Although I usually use a Rothenburger now with MAPP gas, you really can't beat the cyclone burner for the Sievert ones. I don't think they sell the burner I have any more - you can get cyclones as complete heads (valve+tube, igniter and burner) or as add-ons for the hand torches (that use hoses), but not for the 87-series. The cyclone has let me make 15mm joints less than 1" from wallpaper without burning it. It's phenomenally efficient heating anything the flame can wrap around.

The Rothenburger has a similar idea - they call it 'swirl flame' instead - but it's not as good IMHO.

E.


----------



## Doug B (3 Jun 2015)

Eric The Viking":2fcb63n6 said:


> That's the one I have (that turns into a flamethrower).



Yep had that a few times usually means the nozzle needs cleaning out or replacing.



Eric The Viking":2fcb63n6 said:


> Also the picture is a bit misleading although the text makes it clear - that's for just the valve and tube - no cylinder nor actual burner.



I did state that in what I wrote



Eric The Viking":2fcb63n6 said:


> Although I usually use a Rothenburger now with MAPP gas, you really can't beat the cyclone burner for the Sievert ones. I don't think they sell the burner I have any more - you can get cyclones as complete heads (valve+tube, igniter and burner) or as add-ons for the hand torches (that use hoses), but not for the 87-series. The cyclone has let me make 15mm joints less than 1" from wallpaper without burning it.

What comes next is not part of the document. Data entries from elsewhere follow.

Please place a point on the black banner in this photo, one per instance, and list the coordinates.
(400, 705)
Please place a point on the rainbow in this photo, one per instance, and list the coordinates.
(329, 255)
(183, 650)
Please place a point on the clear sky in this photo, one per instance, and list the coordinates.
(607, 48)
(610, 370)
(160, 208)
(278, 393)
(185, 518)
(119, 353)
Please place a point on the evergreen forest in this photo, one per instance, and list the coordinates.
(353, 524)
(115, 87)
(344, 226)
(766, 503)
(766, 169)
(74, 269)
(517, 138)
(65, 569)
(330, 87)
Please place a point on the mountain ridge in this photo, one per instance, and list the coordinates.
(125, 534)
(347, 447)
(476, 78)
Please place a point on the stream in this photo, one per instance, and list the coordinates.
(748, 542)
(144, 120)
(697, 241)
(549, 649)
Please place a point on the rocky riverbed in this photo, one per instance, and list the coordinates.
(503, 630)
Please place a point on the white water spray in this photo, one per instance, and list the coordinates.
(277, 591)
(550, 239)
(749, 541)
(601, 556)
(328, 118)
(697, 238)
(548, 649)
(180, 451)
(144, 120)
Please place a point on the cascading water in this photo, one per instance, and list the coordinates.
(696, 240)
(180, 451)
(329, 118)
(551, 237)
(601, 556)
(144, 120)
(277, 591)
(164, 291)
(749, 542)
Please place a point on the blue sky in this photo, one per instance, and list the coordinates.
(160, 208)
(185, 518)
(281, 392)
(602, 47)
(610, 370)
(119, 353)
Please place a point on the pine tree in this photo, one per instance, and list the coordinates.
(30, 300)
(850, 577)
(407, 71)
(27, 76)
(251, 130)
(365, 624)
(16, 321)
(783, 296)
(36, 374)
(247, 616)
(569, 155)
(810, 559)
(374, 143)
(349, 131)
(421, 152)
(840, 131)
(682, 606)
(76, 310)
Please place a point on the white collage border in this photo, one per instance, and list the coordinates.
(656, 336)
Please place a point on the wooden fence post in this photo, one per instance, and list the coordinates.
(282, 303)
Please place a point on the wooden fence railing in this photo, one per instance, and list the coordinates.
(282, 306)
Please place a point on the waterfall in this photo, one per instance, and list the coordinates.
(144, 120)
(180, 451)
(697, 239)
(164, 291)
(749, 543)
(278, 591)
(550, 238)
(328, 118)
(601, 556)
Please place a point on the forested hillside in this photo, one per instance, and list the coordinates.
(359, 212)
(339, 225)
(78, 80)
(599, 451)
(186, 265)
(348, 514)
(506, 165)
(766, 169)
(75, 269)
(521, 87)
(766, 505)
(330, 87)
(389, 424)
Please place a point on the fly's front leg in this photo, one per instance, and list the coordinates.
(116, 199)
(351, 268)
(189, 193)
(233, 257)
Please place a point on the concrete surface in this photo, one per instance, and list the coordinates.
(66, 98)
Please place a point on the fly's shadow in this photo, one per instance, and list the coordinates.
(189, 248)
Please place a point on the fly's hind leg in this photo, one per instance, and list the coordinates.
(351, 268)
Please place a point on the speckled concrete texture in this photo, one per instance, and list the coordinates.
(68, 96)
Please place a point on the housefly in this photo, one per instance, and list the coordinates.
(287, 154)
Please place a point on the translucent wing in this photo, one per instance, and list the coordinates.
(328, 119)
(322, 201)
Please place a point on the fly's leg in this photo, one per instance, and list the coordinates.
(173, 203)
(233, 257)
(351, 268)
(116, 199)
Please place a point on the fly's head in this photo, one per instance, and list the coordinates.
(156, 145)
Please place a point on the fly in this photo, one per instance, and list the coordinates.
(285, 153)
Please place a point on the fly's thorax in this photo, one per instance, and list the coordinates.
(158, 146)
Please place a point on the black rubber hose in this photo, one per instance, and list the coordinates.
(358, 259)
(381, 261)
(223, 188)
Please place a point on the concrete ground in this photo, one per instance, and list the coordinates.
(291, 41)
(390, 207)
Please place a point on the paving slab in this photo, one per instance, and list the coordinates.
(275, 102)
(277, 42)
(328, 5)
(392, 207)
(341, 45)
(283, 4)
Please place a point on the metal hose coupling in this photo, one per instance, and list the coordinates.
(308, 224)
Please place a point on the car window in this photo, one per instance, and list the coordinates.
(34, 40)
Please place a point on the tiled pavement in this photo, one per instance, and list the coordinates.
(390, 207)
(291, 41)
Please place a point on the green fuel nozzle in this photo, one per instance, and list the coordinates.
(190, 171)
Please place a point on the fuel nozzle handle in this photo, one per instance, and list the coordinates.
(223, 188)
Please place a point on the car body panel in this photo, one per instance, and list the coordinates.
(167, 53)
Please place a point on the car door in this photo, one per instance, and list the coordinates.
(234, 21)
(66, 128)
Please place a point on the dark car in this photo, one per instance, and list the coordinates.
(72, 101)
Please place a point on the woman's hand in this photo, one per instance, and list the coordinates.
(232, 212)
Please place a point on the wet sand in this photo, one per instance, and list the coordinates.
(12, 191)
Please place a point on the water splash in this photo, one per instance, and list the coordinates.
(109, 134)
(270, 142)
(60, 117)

It's phenomenally efficient heating anything the flame can wrap around.
> 
> The Rothenburger has a similar idea - they call it 'swirl flame' instead - but it's not as good IMHO.
> 
> E.



The tool reps on the breakfast mornings regularly tried to flog these when they first came out, whilst I admit the push button ignition is handy I've never had a problem with the type of propane torch I linked to even when soldering close to decoration.


----------



## woodpig (3 Jun 2015)

This is interesting.

http://youtu.be/OV0KOxQP8gk

As he says, MAPP gas is three times the price but as his test shows doesn't burn that much hotter than Propane. 

They stopped making MAPP gas years ago, no idea how good the substitutes are.

http://en.m.wikipedia.org/wiki/MAPP_gas


----------



## Doug B (4 Jun 2015)

woodpig":1l0dt8ih said:


> This is interesting.
> 
> http://youtu.be/OV0KOxQP8gk
> 
> As he says, MAPP gas is three times the price but as his test shows doesn't burn that much hotter than Propane.



Doesn't surprise me, from time to time I work for a couple of gas fitter mates they both have the MAPP type gas with the newer self igniting torches & while more convenient they've never impressed me that much much that I thought I'd have to buy one.


----------



## Eric The Viking (4 Jun 2015)

Doug B":20jsby6b said:


> Eric The Viking":20jsby6b said:
> 
> 
> > That's the one I have (that turns into a flamethrower).
> ...


I assume you mean the burner itself. It's true that all of mine have taken a bit of stick down the years, but I thought the liquid trap is in the valve part - all the burners do it, including the paintstripper (fan) one, which hardly ever gets used as it's way too fierce for fine work. 

I agree that otherwise it's the better tool. It's easier to control than the Rothenberger for small things, but if I could find alternative nozzles for the latter that might be different. I just keep a cigarette lighter in my back pocket to light the Sievert, only for the flint really as it doesn't need a flame.


> Eric The Viking":20jsby6b said:
> 
> 
> > Also the picture is a bit misleading although the text makes it clear - that's for just the valve and tube - no cylinder nor actual burner.
> ...


Yes, I didn't think it was you - Machine Mart being a bit awkward, as, although the Sieverts are good, they're more expensive than they probably should be when you add everything up.

E.


----------



## Eric The Viking (4 Jun 2015)

Doug B":2knhmp5a said:


> woodpig":2knhmp5a said:
> 
> 
> > This is interesting.
> ...


It is different for soldering temperatures, which are about 1/5th of what he was getting in the video. MAPP seems to be a lot quicker. Personally, I usually find that very helpful, but I have friends who hate it, and only use propane in a Bernz/Rothenberger torch.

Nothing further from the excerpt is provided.